Ireland will assume the presidency of the International Transport Forum (ITF) for 2019/20 beginning immediately after the ITF Summit 2019 in Leipzig, Germany in May. The assumption of the presidency will be a full circle moment given that the ITF was created by the 2006 Dublin Declaration.
Presiding over the ITF means that Ireland will host the ITF’s Transport Management Board, Transport Research Committee and Corporate Partnership Board meetings in November 2019 and will chair the Council of Ministers in Leipzig in 2020.
The Council of Ministers is the ITF’s highest decision-making structure, comprising the Ministers of Transport of member countries at the annual summits held in May of each year. The organisation is an inter-governmental organisation within the Organisation of Economic Co-operation and Development (OECD) that acts as a think tank for worldwide transport policy issues. There are 59 ITF member countries from six different continents. The presidency changes hands every year, alternating between European and non-European countries; South Korea currently holds the presidency, with Ireland and Morocco serving as vice-presidents.
The aims of the organisation are said to be sustainable development of transport infrastructure, prosperity, social inclusion, the protection of human life and well-being, the facilitation of the exchange of information internationally and the improvement of the capacity for decision making in member countries. The ITF maintains the International Road Traffic and Accident Database, which collates international road safety statistics.

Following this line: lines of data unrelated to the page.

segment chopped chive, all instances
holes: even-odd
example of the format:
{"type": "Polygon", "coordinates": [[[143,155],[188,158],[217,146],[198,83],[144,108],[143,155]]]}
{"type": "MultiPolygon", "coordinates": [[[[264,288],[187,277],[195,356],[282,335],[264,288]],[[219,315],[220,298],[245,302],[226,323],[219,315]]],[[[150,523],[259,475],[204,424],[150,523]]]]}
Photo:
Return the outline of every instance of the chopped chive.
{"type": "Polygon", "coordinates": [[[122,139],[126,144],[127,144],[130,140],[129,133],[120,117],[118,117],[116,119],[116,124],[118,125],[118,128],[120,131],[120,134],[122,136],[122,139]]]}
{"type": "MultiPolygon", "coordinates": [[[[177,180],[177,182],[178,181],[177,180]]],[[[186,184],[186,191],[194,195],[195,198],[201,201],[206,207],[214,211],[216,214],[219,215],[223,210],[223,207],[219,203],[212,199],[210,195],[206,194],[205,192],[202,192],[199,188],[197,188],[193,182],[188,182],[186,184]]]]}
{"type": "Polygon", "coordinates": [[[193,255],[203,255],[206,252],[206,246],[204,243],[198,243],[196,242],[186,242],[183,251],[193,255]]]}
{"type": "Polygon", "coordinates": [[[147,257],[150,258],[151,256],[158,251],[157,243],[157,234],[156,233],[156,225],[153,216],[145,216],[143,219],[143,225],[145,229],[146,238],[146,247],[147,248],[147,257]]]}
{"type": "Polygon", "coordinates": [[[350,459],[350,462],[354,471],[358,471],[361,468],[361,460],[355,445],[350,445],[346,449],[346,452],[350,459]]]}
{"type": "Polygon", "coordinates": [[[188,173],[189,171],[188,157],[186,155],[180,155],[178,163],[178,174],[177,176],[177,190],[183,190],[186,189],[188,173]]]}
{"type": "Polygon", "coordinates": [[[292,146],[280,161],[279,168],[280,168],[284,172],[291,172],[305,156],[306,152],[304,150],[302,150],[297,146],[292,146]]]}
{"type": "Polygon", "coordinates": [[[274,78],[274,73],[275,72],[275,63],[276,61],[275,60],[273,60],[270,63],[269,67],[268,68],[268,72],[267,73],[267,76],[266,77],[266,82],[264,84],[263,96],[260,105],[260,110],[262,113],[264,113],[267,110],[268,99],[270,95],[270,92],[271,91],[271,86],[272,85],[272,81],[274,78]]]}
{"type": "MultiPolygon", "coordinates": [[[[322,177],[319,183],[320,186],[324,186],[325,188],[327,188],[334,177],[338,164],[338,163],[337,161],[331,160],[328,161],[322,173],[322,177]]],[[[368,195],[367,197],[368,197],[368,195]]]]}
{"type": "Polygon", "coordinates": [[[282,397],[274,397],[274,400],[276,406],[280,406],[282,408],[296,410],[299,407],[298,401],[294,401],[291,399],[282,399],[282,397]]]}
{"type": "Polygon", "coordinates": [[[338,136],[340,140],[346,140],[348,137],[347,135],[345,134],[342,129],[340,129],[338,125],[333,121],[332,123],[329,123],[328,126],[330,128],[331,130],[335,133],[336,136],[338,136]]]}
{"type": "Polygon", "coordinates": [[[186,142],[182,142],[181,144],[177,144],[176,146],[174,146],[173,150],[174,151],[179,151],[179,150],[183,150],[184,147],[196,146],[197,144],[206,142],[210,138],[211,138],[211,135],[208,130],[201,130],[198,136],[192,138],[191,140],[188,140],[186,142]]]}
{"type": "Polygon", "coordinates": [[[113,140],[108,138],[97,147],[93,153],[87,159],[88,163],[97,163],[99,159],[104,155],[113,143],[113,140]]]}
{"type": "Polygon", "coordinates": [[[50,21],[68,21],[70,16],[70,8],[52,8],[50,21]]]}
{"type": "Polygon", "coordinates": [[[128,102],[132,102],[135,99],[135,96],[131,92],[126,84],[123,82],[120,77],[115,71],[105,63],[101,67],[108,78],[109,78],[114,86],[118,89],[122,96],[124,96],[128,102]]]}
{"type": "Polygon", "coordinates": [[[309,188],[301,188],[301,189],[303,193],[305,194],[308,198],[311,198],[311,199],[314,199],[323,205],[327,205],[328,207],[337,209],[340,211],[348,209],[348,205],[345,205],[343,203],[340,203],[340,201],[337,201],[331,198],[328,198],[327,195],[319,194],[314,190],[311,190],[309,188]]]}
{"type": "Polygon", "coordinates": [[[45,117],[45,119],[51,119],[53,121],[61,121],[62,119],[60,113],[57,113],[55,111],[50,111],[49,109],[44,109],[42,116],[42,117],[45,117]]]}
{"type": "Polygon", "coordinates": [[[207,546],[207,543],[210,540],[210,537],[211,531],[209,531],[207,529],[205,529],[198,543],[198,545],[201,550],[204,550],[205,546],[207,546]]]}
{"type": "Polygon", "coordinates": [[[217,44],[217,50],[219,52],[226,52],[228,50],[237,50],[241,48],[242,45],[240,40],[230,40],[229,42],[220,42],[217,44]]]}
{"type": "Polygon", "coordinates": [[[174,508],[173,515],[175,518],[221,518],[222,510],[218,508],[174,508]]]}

Ireland has previously held the presidency of the European Conference of Ministers of Transport (ECMT), from which the ITF was established. The ITF was officially established in 2006 by the Declaration on the Development of the ECMT, known as the Dublin Declaration, which turned the European organisation into the worldwide ITF and made full-time members of previous associate members such as Japan and the United States. Further non-European countries have subsequently joined, such as China and the United Arab Emirates.
Minister for Transport, Tourism and Sport Shane Ross TD held bilateral talks with current ITF Secretary-General Young Tae Kim in October 2018 and subsequently held a consultation meeting with Kim in March 2019. Kim discussed transport connectivity, the theme of the 2019 Summit, at a session organised by the Department of Transport, Tourism and Sport attended by around 70 stakeholders.
Who Ireland’s nomination for Secretary-General will be is still open for speculation; if the example of South Korea’s election of Kim, a former Director-General of South Korea’s Ministry of Land, Infrastructure and Transport, is to be followed then a high-ranking transport-orientated civil servant can expect to be in the running. The highest-ranking Irish person in the ITF currently is Sharon Masterson from County Kerry, who manages the organisation’s Corporate Partnership Board.
The 2019 Summit’s theme of transport connectivity and regional connectivity is a fitting precursor to Ireland’s premiership, as it comes at a time of significant investment in both rural transport and transport in general in Ireland through the Rural Transport Programme and the Government Road Safety Strategy (GRSS).
The GRSS has set a target of a reduction of road fatalities to 25 per million people per year, which equates to 124 people per year with Ireland’s current population. Ireland requires an annual reduction in road fatalities of 10 per cent if it is to reach to its targets by 2020 and join world leaders such as Sweden in terms of road safety.